Sensorless controlling techniques of AC motor drivesAnam Mughees | July 01, 2020
AC motors are widely used in in both industrial and domestic environments for motion control. The induction motor (IM) and the permanent magnet synchronous motor (PMSM) are two types of AC motors that serve a wide variety of applications. Many applications, particularly in the industrial sector, require a high degree of accuracy, speedy dynamic response and high efficiency in the design and implementation of processes. Accurate position and speed control is essential in these cases. In general, a high-resolution mechanical position speed sensor is a prerequisite for precise control of drives but it increases the cost and complexity while compromising the reliability of the system.
The obvious solution to this problem is the sensorless control of AC drives. Lower costs, greater reliability, lower hardware complexity, better immunity to noise and less maintenance make sensorless motor drives a very attractive option. Sensorless control strategies vary depending on the type of motor. This article will take a look at controlling techniques of both IM drives and PMSM drives.
Induction motor drives
In general, the rotor flux vector control is used as the basic control strategy for IM drives. The basic drive model consists of a rectifier that converts the three-phase alternating current into direct current of DC-link and an inverter that converts this direct current to three-phase alternating current again for driving the motor. An important part of this model is the estimation of rotor flux angle and motor speed. Most of the effective and popular control methods of IM drives can be divided into three categories:
1. Flux and speed estimation-based strategy
2. Field-weakening control strategy
3. Current loop control strategy
Flux and speed estimation, without sensors, is obviously an important part of sensorless control strategies. One strategy to estimate these parameters is based on signal injection. Data regarding the position of the rotor is obtained by injecting a signal that determines the desired information using rotor slot harmonic and rotor saturated and leakage inductance. In this way, the stability of the induction motor is guaranteed at zero frequency stator current. However, signal injection-based methodologies require obvious magnetic field anisotropy and depend greatly on the nature of the motor. Furthermore, certain problems such as torque and noise make it difficult for them to be widely utilized in industry. Another group of strategies for observing flux and speed of an induction motor is based on an IM model. First, the IM mathematical model is established and then, according to this model, the rotor flux and speed are calculated. Kalman filter observer is a robust method that falls into this category. Overall, the main focus of all researchers in this field is to maintain stability at zero speed and zero frequency.
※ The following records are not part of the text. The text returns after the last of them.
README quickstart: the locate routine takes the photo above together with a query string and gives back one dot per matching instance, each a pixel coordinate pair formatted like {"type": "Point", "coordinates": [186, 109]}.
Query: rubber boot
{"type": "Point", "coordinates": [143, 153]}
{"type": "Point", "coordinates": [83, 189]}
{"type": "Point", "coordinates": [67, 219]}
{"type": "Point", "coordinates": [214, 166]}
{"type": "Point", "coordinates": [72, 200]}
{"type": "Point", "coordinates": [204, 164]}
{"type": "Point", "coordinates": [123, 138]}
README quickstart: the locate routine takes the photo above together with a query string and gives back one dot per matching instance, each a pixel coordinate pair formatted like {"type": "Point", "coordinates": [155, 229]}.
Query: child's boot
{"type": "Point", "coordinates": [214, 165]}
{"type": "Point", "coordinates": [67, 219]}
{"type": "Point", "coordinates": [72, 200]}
There are certain applications like locomotive traction and common numerical control (CNC) systems that require high-speed control capability of IM drives. In addition to being highly accurate, these drive systems must be capable of high-speed operation, have fast start-stop ability, and demonstrate a high dynamic response. Field weakening control strategies are employed in these systems because reduction in the motor’s magnetic field is required in order to reduce back EMF of motors. Reducing back EMF increases the accelerating abilities of the motor, which is essential for high-speed operation. Motor model-based open-loop calculations can be used for field-weakening control strategies. Another field-weakening control technique is based on voltage limiting closed-loop regulation.
Current loop control strategy is also ideal for high-speed applications like CNC and drilling machines. A commonly used method for controlling IM current loops is hysteresis control. The basic concept is that the three-phase stator currents are controlled by three distinct hysteresis comparators. Two methods of proportional integral (PI) control are also used: stationary frame PI control and synchronous rotating frame PI control. The most widely used current loop control method is the synchronous frame PI control. However, in recent years another controlling technique has gained much attention: predictive control (PC). The fundamental idea of predictive control is to obtain the optimal control output through the prediction of the change in the control object on the basis of the mathematical model of the control object. Four common types of predictive control are:
1. Model PC
2. Trajectory-based PC
3. Hysteresis-based PC
4. Dead-beat PC
Permanent motor synchronous drives
Sensorless control methods of PMSM drives are categorized as model-based methods (adaptive or non-adaptive) and high-frequency signal injection (HFSI) methods. HFSI is used for low-speed applications while model-based methods are used for medium- to high-speed applications. Unlike the sensorless IM drive control, saturation and structural saliencies contribute to low-speed and zero-speed position tracking. Acoustic noises, however, restrict HFSI methods to areas such as household equipment.
Harmonics can adversely affect the estimated rotor position for model-based sensorless control methods. A relatively new technique of adaptive linear neural-network-based filter (ADALINE) can be used to overcome this problem. Some of the common control techniques that fall under the model-based methods are listed as under:
1. Extended Kalman filter
2. Model reference adaptive system
3. Sliding mode observer
Model-based methods work by detecting the fundamental component of back EMF. In low-speed range, the signal-to-noise ratio of this EMF is too low to be picked up, so, model-based strategies only work for high-speed applications. HFSI methods, on the other hand, can easily calculate the position at low speeds (even at zero speed). However, due to limited observer bandwidth, HSFI strategy does not work when dealing with high-speed applications. Researchers are now moving towards developing hybrid techniques to provide a wide speed range for sensorless control of drives.